Sabbat, hoe en waaromThis is a featured page


Zevende-dags Adventisten vieren elke zaterdag de sabbat als rustdag. De sabbat begint bij zonsondergang op vrijdag en eindigt bij zonsondergang op zaterdag. Gedurende de sabbat wordt werken zoveel mogelijk vermeden. Op vrijdag vindt een bijbelstudieavond plaats en op zaterdag wordt een eredienst gehouden. Van maandag t/m vrijdag vindt er ’s morgens een morgenwijding plaats. Vijf keer per week vindt er ook een avondwijding plaats.
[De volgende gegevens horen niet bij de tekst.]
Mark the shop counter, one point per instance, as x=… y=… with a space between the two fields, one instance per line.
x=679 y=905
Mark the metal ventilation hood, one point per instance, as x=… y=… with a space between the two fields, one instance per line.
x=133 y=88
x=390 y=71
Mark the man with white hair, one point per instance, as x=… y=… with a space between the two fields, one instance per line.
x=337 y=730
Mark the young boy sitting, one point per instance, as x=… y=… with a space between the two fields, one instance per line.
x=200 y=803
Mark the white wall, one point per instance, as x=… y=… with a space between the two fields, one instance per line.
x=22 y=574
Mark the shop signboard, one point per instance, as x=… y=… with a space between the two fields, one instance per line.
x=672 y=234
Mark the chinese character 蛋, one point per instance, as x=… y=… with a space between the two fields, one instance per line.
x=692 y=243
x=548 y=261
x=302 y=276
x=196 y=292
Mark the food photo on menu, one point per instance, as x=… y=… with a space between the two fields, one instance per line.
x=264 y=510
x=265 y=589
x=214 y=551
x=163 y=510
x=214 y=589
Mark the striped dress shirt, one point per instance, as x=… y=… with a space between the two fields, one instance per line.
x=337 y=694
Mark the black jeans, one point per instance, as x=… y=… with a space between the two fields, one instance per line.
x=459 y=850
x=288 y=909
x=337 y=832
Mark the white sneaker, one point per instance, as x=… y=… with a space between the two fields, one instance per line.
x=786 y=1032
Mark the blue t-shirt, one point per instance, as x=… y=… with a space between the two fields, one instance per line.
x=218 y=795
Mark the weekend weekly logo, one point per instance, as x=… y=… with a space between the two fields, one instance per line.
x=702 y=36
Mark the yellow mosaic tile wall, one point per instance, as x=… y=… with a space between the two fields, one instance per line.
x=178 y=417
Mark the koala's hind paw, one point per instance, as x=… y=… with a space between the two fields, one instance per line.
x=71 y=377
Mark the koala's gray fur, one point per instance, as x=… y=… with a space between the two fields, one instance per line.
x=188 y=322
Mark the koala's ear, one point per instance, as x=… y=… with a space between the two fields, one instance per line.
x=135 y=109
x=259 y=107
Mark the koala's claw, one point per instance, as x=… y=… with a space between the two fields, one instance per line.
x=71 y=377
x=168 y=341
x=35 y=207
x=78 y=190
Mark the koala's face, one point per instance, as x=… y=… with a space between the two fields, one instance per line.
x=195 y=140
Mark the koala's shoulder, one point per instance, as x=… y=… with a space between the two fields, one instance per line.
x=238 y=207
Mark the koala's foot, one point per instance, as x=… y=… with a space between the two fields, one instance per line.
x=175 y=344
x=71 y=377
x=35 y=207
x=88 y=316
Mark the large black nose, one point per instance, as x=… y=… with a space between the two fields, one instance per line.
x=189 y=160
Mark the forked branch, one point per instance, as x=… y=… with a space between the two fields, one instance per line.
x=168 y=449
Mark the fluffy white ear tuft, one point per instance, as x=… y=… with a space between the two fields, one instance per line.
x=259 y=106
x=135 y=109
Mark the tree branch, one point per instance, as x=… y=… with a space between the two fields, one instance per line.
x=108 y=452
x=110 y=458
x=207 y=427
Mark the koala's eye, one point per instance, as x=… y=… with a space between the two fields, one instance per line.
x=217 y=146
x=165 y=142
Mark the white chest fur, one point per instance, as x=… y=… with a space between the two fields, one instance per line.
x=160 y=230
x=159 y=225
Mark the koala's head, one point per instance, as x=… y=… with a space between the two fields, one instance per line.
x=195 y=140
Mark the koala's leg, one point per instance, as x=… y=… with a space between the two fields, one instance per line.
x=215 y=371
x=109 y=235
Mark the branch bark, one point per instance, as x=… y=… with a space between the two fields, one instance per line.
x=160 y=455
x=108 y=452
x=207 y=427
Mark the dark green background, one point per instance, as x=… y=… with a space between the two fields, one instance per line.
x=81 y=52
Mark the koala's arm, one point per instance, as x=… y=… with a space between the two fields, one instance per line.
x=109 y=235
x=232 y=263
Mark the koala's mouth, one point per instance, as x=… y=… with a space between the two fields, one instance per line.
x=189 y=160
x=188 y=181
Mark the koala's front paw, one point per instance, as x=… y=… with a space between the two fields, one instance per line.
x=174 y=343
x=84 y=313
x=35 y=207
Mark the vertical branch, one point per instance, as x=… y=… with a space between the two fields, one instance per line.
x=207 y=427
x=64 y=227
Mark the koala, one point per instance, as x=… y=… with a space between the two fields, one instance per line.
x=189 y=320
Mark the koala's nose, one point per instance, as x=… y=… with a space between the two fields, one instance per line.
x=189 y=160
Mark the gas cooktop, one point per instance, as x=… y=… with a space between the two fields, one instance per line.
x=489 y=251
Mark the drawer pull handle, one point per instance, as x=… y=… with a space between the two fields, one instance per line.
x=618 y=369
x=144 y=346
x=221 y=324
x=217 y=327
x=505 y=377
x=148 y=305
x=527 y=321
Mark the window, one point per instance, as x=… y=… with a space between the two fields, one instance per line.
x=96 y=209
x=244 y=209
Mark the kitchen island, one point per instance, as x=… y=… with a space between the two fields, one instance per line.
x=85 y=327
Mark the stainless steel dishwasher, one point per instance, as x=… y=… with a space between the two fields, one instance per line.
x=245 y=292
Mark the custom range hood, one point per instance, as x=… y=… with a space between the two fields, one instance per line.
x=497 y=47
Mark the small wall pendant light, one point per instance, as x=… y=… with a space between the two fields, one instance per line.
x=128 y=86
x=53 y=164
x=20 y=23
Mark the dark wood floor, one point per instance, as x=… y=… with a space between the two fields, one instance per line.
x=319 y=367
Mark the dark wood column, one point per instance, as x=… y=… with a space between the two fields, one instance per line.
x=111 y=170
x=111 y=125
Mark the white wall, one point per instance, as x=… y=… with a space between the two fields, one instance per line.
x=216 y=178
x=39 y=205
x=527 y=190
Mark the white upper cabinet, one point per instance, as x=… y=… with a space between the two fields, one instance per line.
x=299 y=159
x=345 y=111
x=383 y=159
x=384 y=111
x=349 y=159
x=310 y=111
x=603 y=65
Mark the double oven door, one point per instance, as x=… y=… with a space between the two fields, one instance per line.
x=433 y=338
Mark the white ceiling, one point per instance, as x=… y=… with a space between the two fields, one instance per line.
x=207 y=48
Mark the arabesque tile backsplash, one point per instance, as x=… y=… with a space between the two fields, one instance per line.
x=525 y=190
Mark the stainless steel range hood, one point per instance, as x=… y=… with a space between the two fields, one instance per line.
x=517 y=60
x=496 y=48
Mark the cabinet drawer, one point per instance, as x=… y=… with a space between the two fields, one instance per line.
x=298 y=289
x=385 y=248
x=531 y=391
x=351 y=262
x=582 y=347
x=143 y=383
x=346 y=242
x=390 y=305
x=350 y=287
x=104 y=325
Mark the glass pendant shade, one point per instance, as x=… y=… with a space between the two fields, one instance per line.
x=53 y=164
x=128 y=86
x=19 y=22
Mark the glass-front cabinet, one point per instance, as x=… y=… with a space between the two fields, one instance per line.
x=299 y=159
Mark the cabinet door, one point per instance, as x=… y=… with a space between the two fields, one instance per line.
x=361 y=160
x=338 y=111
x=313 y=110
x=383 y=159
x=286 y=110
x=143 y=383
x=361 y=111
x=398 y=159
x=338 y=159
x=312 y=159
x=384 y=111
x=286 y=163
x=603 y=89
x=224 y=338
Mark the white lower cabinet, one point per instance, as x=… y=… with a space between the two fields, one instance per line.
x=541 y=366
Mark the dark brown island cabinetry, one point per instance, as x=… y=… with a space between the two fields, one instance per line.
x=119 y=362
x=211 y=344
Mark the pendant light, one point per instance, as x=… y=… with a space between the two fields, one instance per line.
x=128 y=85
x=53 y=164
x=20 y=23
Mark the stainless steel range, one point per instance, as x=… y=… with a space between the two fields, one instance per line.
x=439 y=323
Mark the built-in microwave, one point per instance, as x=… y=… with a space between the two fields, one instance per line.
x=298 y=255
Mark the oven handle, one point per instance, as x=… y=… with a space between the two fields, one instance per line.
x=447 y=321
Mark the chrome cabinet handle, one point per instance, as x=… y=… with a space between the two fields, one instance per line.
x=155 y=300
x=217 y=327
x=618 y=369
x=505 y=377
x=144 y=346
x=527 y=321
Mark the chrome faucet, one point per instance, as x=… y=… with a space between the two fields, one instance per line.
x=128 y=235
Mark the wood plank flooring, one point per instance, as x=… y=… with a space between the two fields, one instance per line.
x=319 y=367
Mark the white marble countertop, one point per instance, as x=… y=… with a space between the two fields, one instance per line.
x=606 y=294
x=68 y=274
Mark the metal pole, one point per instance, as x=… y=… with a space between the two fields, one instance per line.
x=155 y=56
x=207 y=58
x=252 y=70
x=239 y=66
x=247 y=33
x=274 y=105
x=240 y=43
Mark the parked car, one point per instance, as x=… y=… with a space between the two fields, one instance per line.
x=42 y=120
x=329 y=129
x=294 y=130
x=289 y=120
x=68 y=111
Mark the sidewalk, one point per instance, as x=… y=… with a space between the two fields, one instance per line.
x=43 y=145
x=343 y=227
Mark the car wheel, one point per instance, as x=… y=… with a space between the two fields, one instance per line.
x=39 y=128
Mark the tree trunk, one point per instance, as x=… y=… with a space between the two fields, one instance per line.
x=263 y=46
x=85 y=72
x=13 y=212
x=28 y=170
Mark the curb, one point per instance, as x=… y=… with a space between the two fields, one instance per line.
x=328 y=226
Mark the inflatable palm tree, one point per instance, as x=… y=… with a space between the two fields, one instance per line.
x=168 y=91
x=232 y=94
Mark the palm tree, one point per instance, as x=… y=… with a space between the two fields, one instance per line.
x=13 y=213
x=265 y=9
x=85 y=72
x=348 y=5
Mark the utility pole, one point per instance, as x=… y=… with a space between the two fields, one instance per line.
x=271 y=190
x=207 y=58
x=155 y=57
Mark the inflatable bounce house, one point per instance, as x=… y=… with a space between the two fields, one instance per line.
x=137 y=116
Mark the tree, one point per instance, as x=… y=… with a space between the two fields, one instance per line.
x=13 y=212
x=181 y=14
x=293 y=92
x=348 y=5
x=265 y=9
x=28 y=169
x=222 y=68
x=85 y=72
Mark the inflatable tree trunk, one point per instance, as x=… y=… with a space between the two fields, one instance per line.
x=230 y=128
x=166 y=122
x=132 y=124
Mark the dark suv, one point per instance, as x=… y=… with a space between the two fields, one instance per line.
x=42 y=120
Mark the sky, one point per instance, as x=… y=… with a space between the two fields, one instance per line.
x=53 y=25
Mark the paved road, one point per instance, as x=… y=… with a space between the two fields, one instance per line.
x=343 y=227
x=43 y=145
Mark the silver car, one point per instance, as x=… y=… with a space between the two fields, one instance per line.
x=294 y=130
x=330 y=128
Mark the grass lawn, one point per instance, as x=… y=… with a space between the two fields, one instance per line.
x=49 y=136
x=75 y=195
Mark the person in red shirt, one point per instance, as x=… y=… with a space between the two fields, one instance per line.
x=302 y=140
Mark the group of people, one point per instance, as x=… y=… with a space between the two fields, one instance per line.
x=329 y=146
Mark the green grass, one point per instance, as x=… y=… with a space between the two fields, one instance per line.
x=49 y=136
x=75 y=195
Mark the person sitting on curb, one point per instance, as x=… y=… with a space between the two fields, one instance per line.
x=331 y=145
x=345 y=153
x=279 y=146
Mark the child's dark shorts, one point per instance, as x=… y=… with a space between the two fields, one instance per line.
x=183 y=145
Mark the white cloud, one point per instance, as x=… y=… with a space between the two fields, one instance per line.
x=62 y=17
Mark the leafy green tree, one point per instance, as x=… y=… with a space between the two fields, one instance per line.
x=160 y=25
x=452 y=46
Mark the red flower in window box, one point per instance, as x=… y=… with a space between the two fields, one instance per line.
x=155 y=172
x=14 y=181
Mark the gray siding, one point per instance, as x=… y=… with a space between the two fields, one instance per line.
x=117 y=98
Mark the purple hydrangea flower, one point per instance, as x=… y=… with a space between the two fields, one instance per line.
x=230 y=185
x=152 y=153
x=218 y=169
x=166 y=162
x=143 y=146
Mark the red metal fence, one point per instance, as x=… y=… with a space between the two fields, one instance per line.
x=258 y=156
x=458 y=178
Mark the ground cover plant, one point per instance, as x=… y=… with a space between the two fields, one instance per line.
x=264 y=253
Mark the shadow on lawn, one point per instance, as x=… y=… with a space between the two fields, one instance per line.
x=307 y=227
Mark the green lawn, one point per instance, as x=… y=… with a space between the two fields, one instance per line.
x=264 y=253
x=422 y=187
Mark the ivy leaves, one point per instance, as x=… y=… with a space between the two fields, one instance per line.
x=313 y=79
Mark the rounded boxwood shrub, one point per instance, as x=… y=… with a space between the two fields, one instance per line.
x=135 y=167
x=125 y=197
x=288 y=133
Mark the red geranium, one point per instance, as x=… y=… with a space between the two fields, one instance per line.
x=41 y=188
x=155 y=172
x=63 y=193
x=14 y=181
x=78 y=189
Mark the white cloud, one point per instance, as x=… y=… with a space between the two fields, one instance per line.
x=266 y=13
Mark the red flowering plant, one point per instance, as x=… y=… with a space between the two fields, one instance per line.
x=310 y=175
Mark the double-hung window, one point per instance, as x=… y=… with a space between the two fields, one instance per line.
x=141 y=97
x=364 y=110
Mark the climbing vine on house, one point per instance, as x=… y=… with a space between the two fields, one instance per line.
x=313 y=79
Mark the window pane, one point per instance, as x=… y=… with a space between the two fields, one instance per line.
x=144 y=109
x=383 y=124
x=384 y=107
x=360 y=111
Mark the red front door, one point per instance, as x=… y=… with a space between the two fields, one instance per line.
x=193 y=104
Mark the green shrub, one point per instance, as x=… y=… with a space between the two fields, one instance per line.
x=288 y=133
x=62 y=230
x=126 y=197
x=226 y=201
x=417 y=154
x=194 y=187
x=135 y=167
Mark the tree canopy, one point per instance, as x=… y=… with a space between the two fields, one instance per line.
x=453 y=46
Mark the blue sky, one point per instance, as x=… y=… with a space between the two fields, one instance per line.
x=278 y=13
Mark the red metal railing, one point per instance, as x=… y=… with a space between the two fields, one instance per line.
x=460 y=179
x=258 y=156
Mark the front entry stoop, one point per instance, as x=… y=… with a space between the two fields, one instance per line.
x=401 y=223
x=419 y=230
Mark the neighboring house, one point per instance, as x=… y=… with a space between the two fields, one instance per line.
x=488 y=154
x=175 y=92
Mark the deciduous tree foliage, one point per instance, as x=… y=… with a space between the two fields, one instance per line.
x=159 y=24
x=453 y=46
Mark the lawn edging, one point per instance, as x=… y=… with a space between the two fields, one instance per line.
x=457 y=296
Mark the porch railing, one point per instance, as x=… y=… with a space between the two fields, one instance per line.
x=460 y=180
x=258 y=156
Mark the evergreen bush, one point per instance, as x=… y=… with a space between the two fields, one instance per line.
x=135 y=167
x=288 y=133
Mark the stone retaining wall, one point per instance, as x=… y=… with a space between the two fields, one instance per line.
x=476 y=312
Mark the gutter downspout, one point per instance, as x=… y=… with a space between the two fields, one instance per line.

Bij Zijn schepping heeft God de mens aangesteld om alles wat geschapen is op een verantwoorde wijze te beheren. Allereerst past in die opdracht een verantwoord zorgen voor het eigen lichaam. Voedsel en de dranken worden worden volgens de voorschriften van bijbel bereid - er wordt bijvoorbeeld geen varkensvlees of schelpdier geserveerd. Adventisten roken niet en nuttigen ook geen alcohol.

Het leven is een gave Gods die derhalve van begin tot eind beschermd dient te worden. Adventisten achten het niet geoorloofd een menselijk leven te beëindigen. Het begeleiden tot het einde houdt derhalve in dat pijnbestrijding en zorgverlening daarbij centraal staan. Tevens houdt dit in dat de zorg op een gegeven moment terug mag treden zodat het einde in Gods hand gegeven wordt. Een liefdevolle en respectvolle ondersteuning mag ook dan verwacht worden.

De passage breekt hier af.